Disco Zombi Italia – Carpenter Brut (extrait de l’album Trilogy)
My Shadow – Keane

J’ai déjà évoqué ici ma « Sainte-Trinité » des éditeurs d’Imaginaire en France, composée de l’Atalante, Le Bélial’ et CRITIC, pour leurs contributions constantes à ma bibliothèque et mon panthéon personnel en auteurices, traducteurices, illustrateurices et ouvrages. S’il n’est pas question ici de diminuer les contributions d’autres maisons extrêmement respectables, qui sûrement finiront par gravir les quelques marches qui peuvent encore les séparer du sommet (un signe très amical aux Moutons électriques et à Mnémos, au hasard) ; je voudrais commencer cette chronique par une très profonde révérence aux forges de Vulcain. Je n’ai pas chroniqué grand’chose de leur travail ici, en dehors de Cochrane vs Chthulhu et Super-Héros de Troisième Division, mais croyez moi, ça viendra. Parce qu’après la lecture de Souviens-toi des Monstres, je commence doucement à être convaincu que je suis en train de vivre avec cette maison le début d’une histoire d’amour comme j’ai pu en vivre avec ces maisons que j’aime tant. Parce que dans tous ces romans, et encore plus dans ce dernier, j’ai trouvé une unicité, une originalité et une exigence éditoriale que je n’ai pour le moment trouvées nulle part ailleurs. Il va sans doute me falloir revoir le concept de trinité pour trouver quelque chose d’un peu plus large et inclusif. Et je m’en vais vous expliquer plus précisément pourquoi.

Dans une Italie d’une époque indéterminée, qui se situerait peut-être quelque part au XXe siècle, au sein d’une famille nombreuse, naissent Gabriel et Raphaël, siamois, de père inconnu. Très jeunes, eux comme leur famille et leur entourage s’aperçoivent qu’ils sont doués de deux voix uniques, magiques, qui, lorsqu’ils les unissent, leur permettent d’accomplir des miracles. Débute alors une très longue histoire qui liera leur destin à celui des habitants de leur île, et même encore plus loin, au delà des frontières de leur petit royaume particulier.

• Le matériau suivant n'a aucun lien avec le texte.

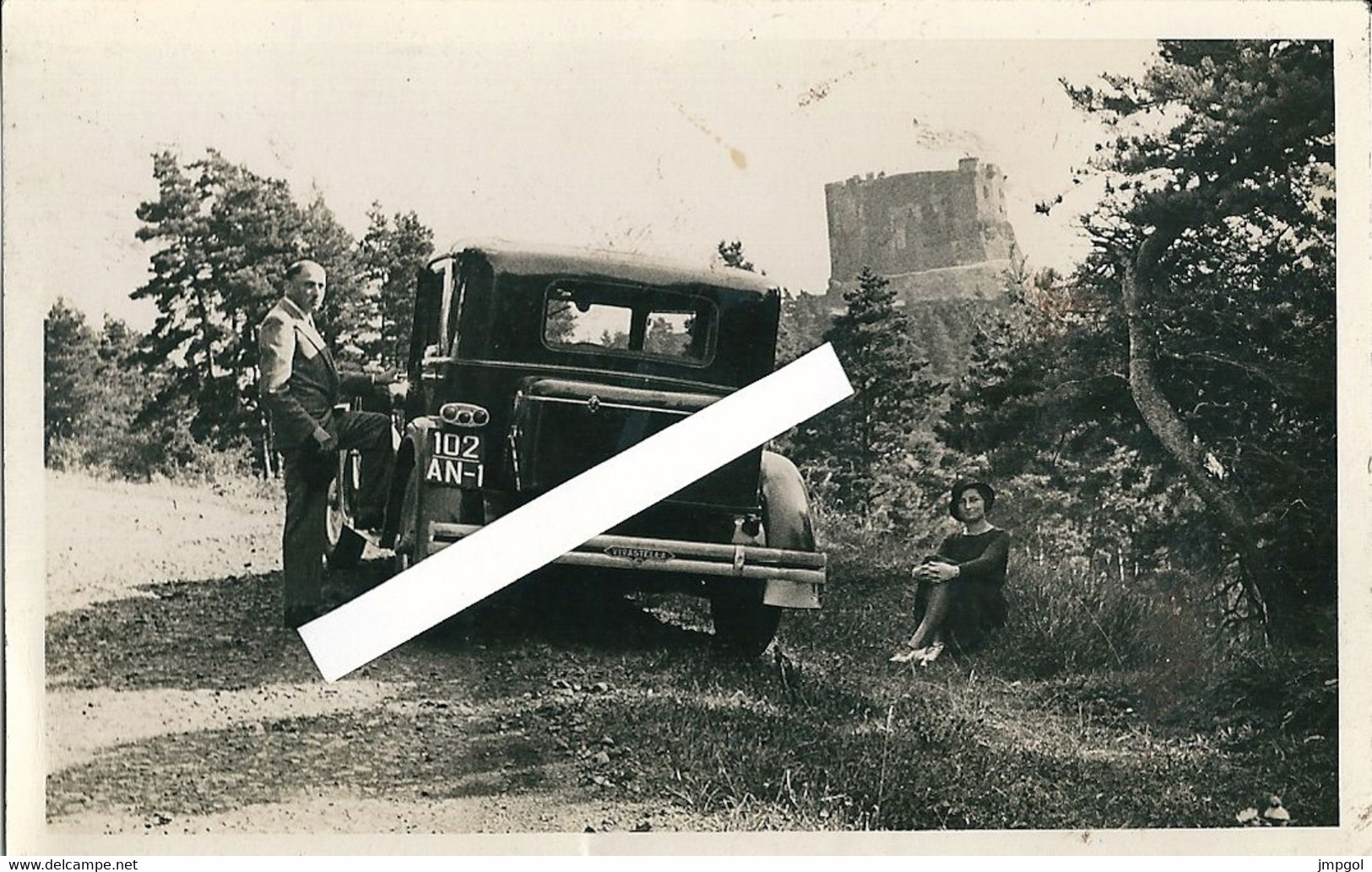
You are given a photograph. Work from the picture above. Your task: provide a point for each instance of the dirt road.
(177, 705)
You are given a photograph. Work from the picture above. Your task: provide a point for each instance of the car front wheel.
(744, 626)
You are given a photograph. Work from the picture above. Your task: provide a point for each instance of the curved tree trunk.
(1264, 586)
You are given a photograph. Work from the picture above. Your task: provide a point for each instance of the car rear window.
(599, 318)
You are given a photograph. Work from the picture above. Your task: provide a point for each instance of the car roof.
(523, 259)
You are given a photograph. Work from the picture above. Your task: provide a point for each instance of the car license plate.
(457, 459)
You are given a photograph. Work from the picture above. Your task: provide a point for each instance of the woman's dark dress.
(979, 604)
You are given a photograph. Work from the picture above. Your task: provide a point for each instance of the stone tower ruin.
(937, 235)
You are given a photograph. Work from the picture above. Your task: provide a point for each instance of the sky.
(660, 133)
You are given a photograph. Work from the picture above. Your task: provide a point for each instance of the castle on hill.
(936, 235)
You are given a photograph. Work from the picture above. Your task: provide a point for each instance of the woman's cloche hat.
(988, 496)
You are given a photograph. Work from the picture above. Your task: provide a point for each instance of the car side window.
(656, 324)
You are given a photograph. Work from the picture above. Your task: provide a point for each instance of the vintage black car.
(531, 365)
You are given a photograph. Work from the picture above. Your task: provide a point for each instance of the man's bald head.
(305, 285)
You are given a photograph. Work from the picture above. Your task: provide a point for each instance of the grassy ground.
(1095, 707)
(1031, 733)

Autant commencer par la plus massive des observations, sur laquelle j’étendrai beaucoup de précisions tout le long de cette chronique : j’ai rarement lu un roman aussi foutraque. Une observation faite avec un sourire aussi large que possible, soyez-en assuré.e.s. C’est en tout cas le sentiment qui a dominé dans mes émotions tandis que je faisais avec ces jumeaux si particuliers le voyage de leur vie, en compagnie de leur famille et de leurs connaissances. Une longue, bordélique et réjouissante galerie de personnages bigger than life, hauts en couleurs, ajoutez vos clichés à la liste, je n’ai pas les mots pour leur faire justice. Demeure ce souffle incroyable, instillé avec la même énergie, la même puissance à chacun des personnages, sans la moindre exception. Mention plus qu’honorable aux exceptionnels dialogues d’une oralité parfaite, qui amènent une vie, une qualité organique aux différentes protagonistes, permettant, selon les besoins, des respirations dans une parfois longue narration pour explorer certains détails de l’intrigue, ou au contraire des fulgurances, des saillies humoristiques proches de la perfection. Et je n’exagère pas. Certaines scènes, certaines répliques m’ont fait littéralement éclater de rire, et m’ont donné l’envie de raconter des pans entiers de l’histoire autour de moi juste pour en arriver à une phrase, et donc de devoir recréer toute l’ambiance autour afin de leur rendre justice. Je n’ai connu ce sentiment et cette envie de partage qu’avec deux auteurs à ce jour, Terry Pratchett et Alexis Flamand. Autant dire que l’exploit n’est pas mince dans mon petit monde.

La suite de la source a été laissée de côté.